Martin lived in Presidential Hills from kindergarten through seventh grade. "I was class-clown music guy," he says with a full smile, with teeth. He was around people who did bad things, but at home all of his needs were met. "My mom was hell-bent on not letting me become what they thought I would," he says.

After his mom heard he was in a gang, she put him on a bus to Parchman for the Scared Straight program where young people go spend time with inmates. "These weren't just small-timers; they were in for murder, rape and armed robbery, and the people in charge just left us alone with them," he remembers.

Martin works in a Jackson jail, teaching reading, and afternoons at the Family Learning Village. Some of the kids there like George Bush because they think that "No Child Left Behind" means that they can't fail a grade, that they won't be left behind in school, he says.

Working at the jail, people come back over and over again. "If there were 100 people in there, 60 of them had been there before," he says. He tells his students that voting is their only tool, that there is no other way to fight without going to jail.

As young people, as African Americans, as participants of this society, we all have to be critical listeners, watchers and thinkers, Martin says with conviction. "If you watch the news and don't think about it, no telling what you will think," he says.

Martin leans back casually and says, "I want to rap so bad." Then he sits up and makes two fists as if he is grabbing his dream.
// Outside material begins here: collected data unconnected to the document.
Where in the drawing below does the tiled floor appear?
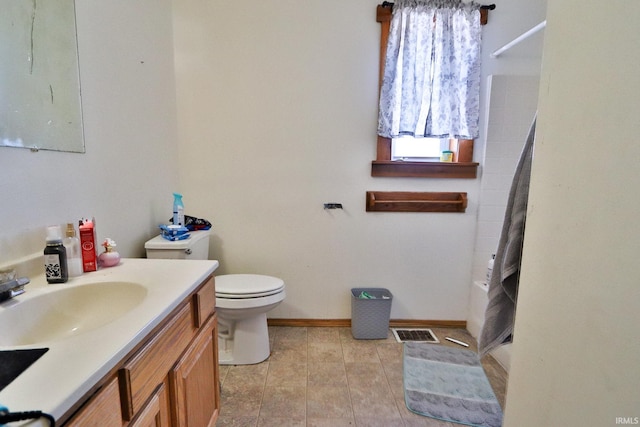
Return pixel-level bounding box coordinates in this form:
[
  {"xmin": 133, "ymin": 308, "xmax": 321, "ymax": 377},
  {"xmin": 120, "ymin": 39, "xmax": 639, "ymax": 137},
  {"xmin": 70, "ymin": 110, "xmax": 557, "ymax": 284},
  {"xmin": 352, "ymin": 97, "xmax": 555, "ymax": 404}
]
[{"xmin": 216, "ymin": 327, "xmax": 507, "ymax": 427}]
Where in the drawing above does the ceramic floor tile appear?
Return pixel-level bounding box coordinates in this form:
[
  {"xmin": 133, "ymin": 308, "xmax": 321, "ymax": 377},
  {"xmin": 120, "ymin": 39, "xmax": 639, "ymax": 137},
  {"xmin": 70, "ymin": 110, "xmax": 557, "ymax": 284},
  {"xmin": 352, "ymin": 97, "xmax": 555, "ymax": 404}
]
[
  {"xmin": 376, "ymin": 342, "xmax": 404, "ymax": 363},
  {"xmin": 342, "ymin": 342, "xmax": 381, "ymax": 363},
  {"xmin": 215, "ymin": 415, "xmax": 258, "ymax": 426},
  {"xmin": 308, "ymin": 362, "xmax": 348, "ymax": 386},
  {"xmin": 257, "ymin": 416, "xmax": 306, "ymax": 427},
  {"xmin": 307, "ymin": 327, "xmax": 341, "ymax": 342},
  {"xmin": 219, "ymin": 382, "xmax": 264, "ymax": 418},
  {"xmin": 269, "ymin": 339, "xmax": 307, "ymax": 362},
  {"xmin": 265, "ymin": 361, "xmax": 307, "ymax": 387},
  {"xmin": 273, "ymin": 326, "xmax": 308, "ymax": 342},
  {"xmin": 308, "ymin": 341, "xmax": 344, "ymax": 362},
  {"xmin": 354, "ymin": 417, "xmax": 405, "ymax": 427},
  {"xmin": 482, "ymin": 356, "xmax": 508, "ymax": 408},
  {"xmin": 218, "ymin": 364, "xmax": 231, "ymax": 381},
  {"xmin": 383, "ymin": 361, "xmax": 405, "ymax": 400},
  {"xmin": 307, "ymin": 418, "xmax": 356, "ymax": 427},
  {"xmin": 224, "ymin": 362, "xmax": 269, "ymax": 385},
  {"xmin": 216, "ymin": 326, "xmax": 508, "ymax": 427},
  {"xmin": 338, "ymin": 327, "xmax": 357, "ymax": 342},
  {"xmin": 259, "ymin": 386, "xmax": 306, "ymax": 418},
  {"xmin": 349, "ymin": 384, "xmax": 401, "ymax": 418},
  {"xmin": 307, "ymin": 385, "xmax": 353, "ymax": 418},
  {"xmin": 344, "ymin": 362, "xmax": 389, "ymax": 388}
]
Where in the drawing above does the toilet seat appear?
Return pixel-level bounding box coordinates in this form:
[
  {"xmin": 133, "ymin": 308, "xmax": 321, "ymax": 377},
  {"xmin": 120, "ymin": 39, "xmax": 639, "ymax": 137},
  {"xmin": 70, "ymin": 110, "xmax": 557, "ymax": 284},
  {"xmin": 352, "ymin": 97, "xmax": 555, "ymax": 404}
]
[{"xmin": 216, "ymin": 274, "xmax": 285, "ymax": 299}]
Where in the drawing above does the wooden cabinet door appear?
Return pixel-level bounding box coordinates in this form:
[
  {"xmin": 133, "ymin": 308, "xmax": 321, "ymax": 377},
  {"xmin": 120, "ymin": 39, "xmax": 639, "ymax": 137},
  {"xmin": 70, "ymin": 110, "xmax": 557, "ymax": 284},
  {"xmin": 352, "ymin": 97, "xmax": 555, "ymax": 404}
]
[
  {"xmin": 129, "ymin": 383, "xmax": 170, "ymax": 427},
  {"xmin": 170, "ymin": 314, "xmax": 219, "ymax": 427},
  {"xmin": 64, "ymin": 377, "xmax": 121, "ymax": 427}
]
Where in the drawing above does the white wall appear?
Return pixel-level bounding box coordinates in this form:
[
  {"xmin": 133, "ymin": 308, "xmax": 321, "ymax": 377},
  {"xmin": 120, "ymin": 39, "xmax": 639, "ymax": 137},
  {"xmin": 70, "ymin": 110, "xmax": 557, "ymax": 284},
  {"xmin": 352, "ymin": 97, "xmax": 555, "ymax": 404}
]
[
  {"xmin": 173, "ymin": 0, "xmax": 547, "ymax": 321},
  {"xmin": 504, "ymin": 1, "xmax": 640, "ymax": 425},
  {"xmin": 0, "ymin": 0, "xmax": 179, "ymax": 262},
  {"xmin": 0, "ymin": 0, "xmax": 548, "ymax": 323}
]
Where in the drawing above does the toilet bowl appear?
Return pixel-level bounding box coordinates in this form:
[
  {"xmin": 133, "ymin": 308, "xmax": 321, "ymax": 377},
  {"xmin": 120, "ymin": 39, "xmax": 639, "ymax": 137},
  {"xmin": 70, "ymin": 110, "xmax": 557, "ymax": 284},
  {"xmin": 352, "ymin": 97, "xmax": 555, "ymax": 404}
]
[
  {"xmin": 215, "ymin": 274, "xmax": 285, "ymax": 365},
  {"xmin": 144, "ymin": 230, "xmax": 285, "ymax": 365}
]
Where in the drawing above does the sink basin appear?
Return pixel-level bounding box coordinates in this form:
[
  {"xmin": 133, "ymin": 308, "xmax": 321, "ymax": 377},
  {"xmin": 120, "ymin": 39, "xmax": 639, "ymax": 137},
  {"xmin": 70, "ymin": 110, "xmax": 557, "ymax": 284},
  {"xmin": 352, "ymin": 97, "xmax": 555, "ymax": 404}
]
[{"xmin": 0, "ymin": 282, "xmax": 147, "ymax": 346}]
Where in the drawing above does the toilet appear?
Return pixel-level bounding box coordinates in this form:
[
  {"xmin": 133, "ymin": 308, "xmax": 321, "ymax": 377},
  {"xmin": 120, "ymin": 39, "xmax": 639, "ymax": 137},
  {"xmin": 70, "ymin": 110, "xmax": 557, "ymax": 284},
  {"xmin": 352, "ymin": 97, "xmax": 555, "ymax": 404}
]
[
  {"xmin": 144, "ymin": 230, "xmax": 286, "ymax": 365},
  {"xmin": 215, "ymin": 274, "xmax": 285, "ymax": 365}
]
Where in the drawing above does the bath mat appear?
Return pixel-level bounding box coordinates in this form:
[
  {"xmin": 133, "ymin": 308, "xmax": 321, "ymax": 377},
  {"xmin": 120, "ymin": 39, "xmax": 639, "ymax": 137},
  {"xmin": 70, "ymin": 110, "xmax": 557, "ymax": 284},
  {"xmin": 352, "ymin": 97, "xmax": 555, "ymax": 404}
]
[
  {"xmin": 392, "ymin": 328, "xmax": 439, "ymax": 343},
  {"xmin": 403, "ymin": 342, "xmax": 502, "ymax": 427}
]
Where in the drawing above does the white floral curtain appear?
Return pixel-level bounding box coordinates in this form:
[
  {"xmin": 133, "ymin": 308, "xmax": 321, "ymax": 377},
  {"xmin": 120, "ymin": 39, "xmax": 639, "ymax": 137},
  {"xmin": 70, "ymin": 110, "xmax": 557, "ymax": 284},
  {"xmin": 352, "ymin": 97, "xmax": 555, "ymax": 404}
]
[{"xmin": 377, "ymin": 0, "xmax": 482, "ymax": 140}]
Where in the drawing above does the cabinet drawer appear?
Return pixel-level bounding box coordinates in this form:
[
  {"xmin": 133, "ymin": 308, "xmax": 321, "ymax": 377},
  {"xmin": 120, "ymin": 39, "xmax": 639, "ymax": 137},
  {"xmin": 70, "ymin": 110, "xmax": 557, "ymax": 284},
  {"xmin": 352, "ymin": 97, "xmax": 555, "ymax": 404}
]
[
  {"xmin": 194, "ymin": 276, "xmax": 216, "ymax": 327},
  {"xmin": 119, "ymin": 302, "xmax": 197, "ymax": 420}
]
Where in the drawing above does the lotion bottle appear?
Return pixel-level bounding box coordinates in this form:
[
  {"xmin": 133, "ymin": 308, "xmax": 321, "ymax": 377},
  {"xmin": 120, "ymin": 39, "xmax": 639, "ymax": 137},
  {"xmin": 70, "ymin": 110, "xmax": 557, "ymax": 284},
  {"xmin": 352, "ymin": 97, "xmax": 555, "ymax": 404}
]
[
  {"xmin": 44, "ymin": 225, "xmax": 68, "ymax": 284},
  {"xmin": 64, "ymin": 223, "xmax": 83, "ymax": 277}
]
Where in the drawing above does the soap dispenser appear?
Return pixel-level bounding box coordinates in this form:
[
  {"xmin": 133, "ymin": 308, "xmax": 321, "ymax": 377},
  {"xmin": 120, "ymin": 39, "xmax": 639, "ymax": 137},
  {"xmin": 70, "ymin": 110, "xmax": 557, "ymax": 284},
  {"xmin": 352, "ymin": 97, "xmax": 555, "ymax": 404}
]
[{"xmin": 44, "ymin": 225, "xmax": 68, "ymax": 283}]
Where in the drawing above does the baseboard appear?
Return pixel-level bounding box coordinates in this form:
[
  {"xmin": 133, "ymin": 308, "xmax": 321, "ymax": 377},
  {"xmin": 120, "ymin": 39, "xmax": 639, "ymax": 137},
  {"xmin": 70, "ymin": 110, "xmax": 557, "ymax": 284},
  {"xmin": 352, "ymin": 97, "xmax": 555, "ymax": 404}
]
[{"xmin": 267, "ymin": 318, "xmax": 467, "ymax": 328}]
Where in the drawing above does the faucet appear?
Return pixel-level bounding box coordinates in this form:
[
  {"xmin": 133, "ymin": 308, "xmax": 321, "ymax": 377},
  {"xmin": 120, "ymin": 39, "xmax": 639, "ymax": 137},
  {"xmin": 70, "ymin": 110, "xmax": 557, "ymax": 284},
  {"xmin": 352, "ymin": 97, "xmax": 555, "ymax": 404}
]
[{"xmin": 0, "ymin": 277, "xmax": 30, "ymax": 302}]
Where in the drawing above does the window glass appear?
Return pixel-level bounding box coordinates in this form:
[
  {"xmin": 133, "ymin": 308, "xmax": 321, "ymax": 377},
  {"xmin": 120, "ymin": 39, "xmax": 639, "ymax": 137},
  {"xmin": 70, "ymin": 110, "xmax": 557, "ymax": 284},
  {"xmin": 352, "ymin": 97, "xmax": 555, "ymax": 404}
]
[{"xmin": 391, "ymin": 137, "xmax": 449, "ymax": 162}]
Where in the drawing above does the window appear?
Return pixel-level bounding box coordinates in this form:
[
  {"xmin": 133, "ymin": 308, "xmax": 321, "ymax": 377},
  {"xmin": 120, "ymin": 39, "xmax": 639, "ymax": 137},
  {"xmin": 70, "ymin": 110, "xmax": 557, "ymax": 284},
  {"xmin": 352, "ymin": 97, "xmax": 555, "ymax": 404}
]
[
  {"xmin": 371, "ymin": 3, "xmax": 488, "ymax": 179},
  {"xmin": 391, "ymin": 137, "xmax": 449, "ymax": 162}
]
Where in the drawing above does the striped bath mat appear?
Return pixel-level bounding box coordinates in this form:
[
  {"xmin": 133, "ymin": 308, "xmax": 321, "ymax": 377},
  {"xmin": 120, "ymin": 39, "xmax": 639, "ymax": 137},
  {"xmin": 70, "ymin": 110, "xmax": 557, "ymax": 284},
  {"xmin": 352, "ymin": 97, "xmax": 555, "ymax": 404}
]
[{"xmin": 403, "ymin": 342, "xmax": 503, "ymax": 427}]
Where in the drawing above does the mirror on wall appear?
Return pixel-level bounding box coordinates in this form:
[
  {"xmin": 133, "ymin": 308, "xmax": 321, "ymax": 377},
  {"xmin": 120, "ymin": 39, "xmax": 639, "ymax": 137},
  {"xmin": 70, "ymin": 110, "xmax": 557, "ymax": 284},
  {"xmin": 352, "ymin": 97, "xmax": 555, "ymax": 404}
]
[{"xmin": 0, "ymin": 0, "xmax": 84, "ymax": 153}]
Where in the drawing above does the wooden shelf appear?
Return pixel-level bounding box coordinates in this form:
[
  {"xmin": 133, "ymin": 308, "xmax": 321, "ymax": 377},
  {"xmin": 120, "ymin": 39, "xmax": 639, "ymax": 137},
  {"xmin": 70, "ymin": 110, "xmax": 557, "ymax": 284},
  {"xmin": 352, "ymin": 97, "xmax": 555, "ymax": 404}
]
[
  {"xmin": 366, "ymin": 191, "xmax": 468, "ymax": 213},
  {"xmin": 371, "ymin": 161, "xmax": 478, "ymax": 178}
]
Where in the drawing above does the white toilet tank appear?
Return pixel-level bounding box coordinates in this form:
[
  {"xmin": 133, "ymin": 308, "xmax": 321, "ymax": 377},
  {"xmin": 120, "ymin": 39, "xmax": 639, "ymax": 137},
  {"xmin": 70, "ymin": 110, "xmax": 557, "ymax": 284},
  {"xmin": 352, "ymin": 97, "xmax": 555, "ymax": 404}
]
[{"xmin": 145, "ymin": 230, "xmax": 211, "ymax": 260}]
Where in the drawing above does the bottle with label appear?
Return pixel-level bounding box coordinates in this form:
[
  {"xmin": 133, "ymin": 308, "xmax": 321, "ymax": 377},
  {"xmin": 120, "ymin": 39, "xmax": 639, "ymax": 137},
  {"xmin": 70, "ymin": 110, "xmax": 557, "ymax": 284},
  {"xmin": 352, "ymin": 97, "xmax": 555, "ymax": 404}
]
[
  {"xmin": 44, "ymin": 225, "xmax": 68, "ymax": 284},
  {"xmin": 79, "ymin": 218, "xmax": 98, "ymax": 272},
  {"xmin": 173, "ymin": 193, "xmax": 185, "ymax": 226},
  {"xmin": 486, "ymin": 253, "xmax": 495, "ymax": 285},
  {"xmin": 64, "ymin": 223, "xmax": 83, "ymax": 277}
]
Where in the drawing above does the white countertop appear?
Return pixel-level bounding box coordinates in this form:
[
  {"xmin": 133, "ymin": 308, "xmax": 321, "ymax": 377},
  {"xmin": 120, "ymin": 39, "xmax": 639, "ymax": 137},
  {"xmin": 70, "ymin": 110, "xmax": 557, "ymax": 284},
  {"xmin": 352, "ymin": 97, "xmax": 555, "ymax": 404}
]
[{"xmin": 0, "ymin": 258, "xmax": 219, "ymax": 426}]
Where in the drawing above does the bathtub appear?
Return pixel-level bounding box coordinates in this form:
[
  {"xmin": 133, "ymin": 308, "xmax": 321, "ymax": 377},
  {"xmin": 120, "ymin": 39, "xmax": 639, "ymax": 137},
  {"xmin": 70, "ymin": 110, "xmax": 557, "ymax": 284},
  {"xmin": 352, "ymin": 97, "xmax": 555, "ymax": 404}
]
[{"xmin": 467, "ymin": 280, "xmax": 512, "ymax": 371}]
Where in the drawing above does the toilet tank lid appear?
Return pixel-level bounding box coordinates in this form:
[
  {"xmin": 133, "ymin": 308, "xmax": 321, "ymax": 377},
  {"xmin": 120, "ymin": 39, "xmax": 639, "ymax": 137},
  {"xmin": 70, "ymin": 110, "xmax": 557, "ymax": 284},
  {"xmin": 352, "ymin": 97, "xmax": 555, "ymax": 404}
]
[{"xmin": 144, "ymin": 229, "xmax": 211, "ymax": 250}]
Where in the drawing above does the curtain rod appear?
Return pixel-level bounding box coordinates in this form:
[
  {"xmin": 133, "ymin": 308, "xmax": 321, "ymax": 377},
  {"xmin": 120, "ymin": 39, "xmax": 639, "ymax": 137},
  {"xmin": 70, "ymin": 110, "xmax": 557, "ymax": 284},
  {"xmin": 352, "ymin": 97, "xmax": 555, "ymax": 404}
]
[
  {"xmin": 380, "ymin": 2, "xmax": 496, "ymax": 9},
  {"xmin": 490, "ymin": 20, "xmax": 546, "ymax": 58}
]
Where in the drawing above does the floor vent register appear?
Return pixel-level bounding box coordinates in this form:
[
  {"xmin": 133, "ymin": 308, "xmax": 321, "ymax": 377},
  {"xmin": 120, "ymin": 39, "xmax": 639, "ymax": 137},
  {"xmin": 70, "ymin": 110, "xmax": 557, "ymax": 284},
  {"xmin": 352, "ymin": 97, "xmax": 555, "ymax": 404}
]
[{"xmin": 391, "ymin": 328, "xmax": 439, "ymax": 343}]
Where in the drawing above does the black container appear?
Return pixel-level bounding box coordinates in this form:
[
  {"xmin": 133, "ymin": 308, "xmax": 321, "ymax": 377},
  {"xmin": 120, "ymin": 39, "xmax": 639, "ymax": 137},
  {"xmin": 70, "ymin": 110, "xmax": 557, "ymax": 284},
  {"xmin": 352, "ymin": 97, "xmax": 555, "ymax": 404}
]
[{"xmin": 44, "ymin": 226, "xmax": 68, "ymax": 284}]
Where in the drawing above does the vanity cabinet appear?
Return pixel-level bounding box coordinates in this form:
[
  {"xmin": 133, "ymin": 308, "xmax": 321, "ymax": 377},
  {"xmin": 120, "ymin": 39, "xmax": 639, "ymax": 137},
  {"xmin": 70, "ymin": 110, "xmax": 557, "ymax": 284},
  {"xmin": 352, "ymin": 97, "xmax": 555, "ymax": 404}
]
[{"xmin": 62, "ymin": 276, "xmax": 219, "ymax": 427}]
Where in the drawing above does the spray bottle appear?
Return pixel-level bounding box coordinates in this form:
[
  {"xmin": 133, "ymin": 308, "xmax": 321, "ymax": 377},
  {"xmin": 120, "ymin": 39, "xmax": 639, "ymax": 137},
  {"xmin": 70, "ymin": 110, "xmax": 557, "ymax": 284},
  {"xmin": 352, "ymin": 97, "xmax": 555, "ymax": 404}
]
[{"xmin": 173, "ymin": 193, "xmax": 185, "ymax": 226}]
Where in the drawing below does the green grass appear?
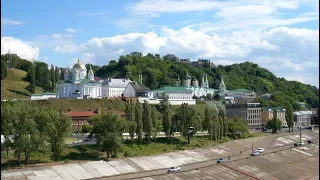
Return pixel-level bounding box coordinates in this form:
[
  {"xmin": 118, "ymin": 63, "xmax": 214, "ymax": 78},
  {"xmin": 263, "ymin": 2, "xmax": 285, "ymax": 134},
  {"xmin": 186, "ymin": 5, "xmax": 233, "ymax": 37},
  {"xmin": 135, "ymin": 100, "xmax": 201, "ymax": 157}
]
[
  {"xmin": 2, "ymin": 134, "xmax": 255, "ymax": 169},
  {"xmin": 1, "ymin": 68, "xmax": 44, "ymax": 99}
]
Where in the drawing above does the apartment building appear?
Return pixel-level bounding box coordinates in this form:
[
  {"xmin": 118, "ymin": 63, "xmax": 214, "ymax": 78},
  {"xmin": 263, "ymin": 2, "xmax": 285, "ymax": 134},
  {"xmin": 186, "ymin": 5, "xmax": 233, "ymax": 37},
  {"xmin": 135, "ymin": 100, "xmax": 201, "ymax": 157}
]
[
  {"xmin": 293, "ymin": 111, "xmax": 313, "ymax": 127},
  {"xmin": 226, "ymin": 101, "xmax": 262, "ymax": 129},
  {"xmin": 261, "ymin": 107, "xmax": 287, "ymax": 128}
]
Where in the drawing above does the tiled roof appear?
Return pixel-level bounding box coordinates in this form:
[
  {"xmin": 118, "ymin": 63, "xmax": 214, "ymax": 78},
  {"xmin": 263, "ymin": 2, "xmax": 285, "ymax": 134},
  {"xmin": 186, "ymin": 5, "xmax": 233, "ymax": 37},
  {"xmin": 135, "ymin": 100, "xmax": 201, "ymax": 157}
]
[
  {"xmin": 129, "ymin": 82, "xmax": 150, "ymax": 92},
  {"xmin": 65, "ymin": 111, "xmax": 97, "ymax": 117},
  {"xmin": 153, "ymin": 86, "xmax": 192, "ymax": 92},
  {"xmin": 103, "ymin": 78, "xmax": 131, "ymax": 87}
]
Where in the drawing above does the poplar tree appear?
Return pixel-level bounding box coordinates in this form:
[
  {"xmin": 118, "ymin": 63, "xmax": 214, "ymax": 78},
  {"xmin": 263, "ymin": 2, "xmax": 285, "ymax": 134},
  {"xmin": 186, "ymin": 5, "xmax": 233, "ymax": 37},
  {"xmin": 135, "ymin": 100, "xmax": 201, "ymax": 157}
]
[
  {"xmin": 142, "ymin": 100, "xmax": 152, "ymax": 143},
  {"xmin": 135, "ymin": 101, "xmax": 143, "ymax": 143}
]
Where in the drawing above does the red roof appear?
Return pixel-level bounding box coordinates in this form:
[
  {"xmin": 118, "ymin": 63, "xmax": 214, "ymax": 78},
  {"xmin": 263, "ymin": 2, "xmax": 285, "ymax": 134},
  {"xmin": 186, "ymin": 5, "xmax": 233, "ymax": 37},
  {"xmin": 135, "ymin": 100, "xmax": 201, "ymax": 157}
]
[
  {"xmin": 65, "ymin": 111, "xmax": 96, "ymax": 117},
  {"xmin": 94, "ymin": 76, "xmax": 102, "ymax": 81}
]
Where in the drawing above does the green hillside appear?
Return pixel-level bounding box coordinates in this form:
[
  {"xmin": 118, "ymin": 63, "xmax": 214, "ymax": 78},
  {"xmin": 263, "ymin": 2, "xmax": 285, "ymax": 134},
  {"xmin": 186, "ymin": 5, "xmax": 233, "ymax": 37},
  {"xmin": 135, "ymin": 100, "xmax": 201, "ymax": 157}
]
[{"xmin": 1, "ymin": 68, "xmax": 44, "ymax": 99}]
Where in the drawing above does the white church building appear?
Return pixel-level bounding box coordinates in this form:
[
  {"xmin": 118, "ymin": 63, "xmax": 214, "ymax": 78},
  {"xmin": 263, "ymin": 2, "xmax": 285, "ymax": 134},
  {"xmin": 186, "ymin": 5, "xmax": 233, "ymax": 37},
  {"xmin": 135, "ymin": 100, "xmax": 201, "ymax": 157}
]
[{"xmin": 56, "ymin": 59, "xmax": 103, "ymax": 99}]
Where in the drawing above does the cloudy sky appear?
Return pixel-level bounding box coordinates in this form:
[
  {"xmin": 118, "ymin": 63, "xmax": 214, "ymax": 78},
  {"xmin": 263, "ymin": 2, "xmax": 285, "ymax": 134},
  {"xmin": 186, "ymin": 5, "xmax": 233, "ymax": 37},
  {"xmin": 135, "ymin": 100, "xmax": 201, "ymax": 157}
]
[{"xmin": 1, "ymin": 0, "xmax": 319, "ymax": 87}]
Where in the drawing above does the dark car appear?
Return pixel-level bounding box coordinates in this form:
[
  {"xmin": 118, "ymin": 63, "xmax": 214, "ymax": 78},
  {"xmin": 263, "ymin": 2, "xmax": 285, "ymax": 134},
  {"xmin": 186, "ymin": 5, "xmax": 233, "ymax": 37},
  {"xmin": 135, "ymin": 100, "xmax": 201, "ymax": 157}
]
[
  {"xmin": 84, "ymin": 137, "xmax": 92, "ymax": 141},
  {"xmin": 217, "ymin": 158, "xmax": 225, "ymax": 163},
  {"xmin": 261, "ymin": 128, "xmax": 267, "ymax": 132},
  {"xmin": 308, "ymin": 140, "xmax": 313, "ymax": 144}
]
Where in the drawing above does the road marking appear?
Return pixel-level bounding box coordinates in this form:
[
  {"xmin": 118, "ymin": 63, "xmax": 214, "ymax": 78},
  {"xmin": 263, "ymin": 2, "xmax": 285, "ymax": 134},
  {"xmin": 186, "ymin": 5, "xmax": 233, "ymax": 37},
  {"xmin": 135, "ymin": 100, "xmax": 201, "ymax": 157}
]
[{"xmin": 292, "ymin": 149, "xmax": 313, "ymax": 156}]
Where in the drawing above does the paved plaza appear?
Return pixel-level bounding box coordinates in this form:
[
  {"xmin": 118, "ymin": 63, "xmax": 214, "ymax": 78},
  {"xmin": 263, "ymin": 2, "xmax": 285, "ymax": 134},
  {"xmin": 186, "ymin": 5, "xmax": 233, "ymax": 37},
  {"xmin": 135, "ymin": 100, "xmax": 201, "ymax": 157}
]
[
  {"xmin": 131, "ymin": 144, "xmax": 319, "ymax": 180},
  {"xmin": 1, "ymin": 131, "xmax": 318, "ymax": 180}
]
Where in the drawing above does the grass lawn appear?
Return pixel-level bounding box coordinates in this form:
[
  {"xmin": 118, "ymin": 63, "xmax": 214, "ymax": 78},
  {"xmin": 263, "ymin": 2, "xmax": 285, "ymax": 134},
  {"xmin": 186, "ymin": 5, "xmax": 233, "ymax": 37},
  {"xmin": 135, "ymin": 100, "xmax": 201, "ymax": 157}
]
[
  {"xmin": 64, "ymin": 137, "xmax": 82, "ymax": 143},
  {"xmin": 1, "ymin": 133, "xmax": 267, "ymax": 169}
]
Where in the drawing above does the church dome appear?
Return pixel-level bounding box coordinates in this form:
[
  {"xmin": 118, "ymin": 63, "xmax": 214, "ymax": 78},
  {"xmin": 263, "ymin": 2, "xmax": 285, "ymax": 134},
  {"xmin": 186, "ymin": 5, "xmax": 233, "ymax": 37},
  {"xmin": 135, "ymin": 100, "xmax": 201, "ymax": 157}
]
[{"xmin": 72, "ymin": 59, "xmax": 86, "ymax": 70}]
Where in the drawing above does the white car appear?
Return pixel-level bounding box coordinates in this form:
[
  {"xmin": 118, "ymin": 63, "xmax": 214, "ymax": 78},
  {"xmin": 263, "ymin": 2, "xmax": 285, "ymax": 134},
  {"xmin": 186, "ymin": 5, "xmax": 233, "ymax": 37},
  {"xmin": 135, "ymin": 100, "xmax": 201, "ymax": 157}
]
[
  {"xmin": 168, "ymin": 167, "xmax": 181, "ymax": 172},
  {"xmin": 256, "ymin": 148, "xmax": 265, "ymax": 153}
]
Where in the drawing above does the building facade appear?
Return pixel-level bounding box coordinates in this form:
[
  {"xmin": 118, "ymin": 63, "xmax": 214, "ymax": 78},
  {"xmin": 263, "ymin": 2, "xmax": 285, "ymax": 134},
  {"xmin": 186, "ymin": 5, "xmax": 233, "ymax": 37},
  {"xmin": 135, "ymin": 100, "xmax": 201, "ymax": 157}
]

His nickname, Skipp Coon, has two Ps in Skipp because he is from Mississippi, Coon because a former governor (Paul B. Johnson in 1964) called the African Americans "niggers, alligators, apes, coons and possums" (N.A.A.C.P.), and the combination because he feels that laws in place now skip over black citizens.

Under this name, he has rapped on several Kamikaze mix CDs. He is a graduate of Forest Hill High School and an honors graduate of Jackson State. With his khaki hat perched a little to the right, Martin tells me of his goal: to open a diverse middle school where critical thinking will be emphasized.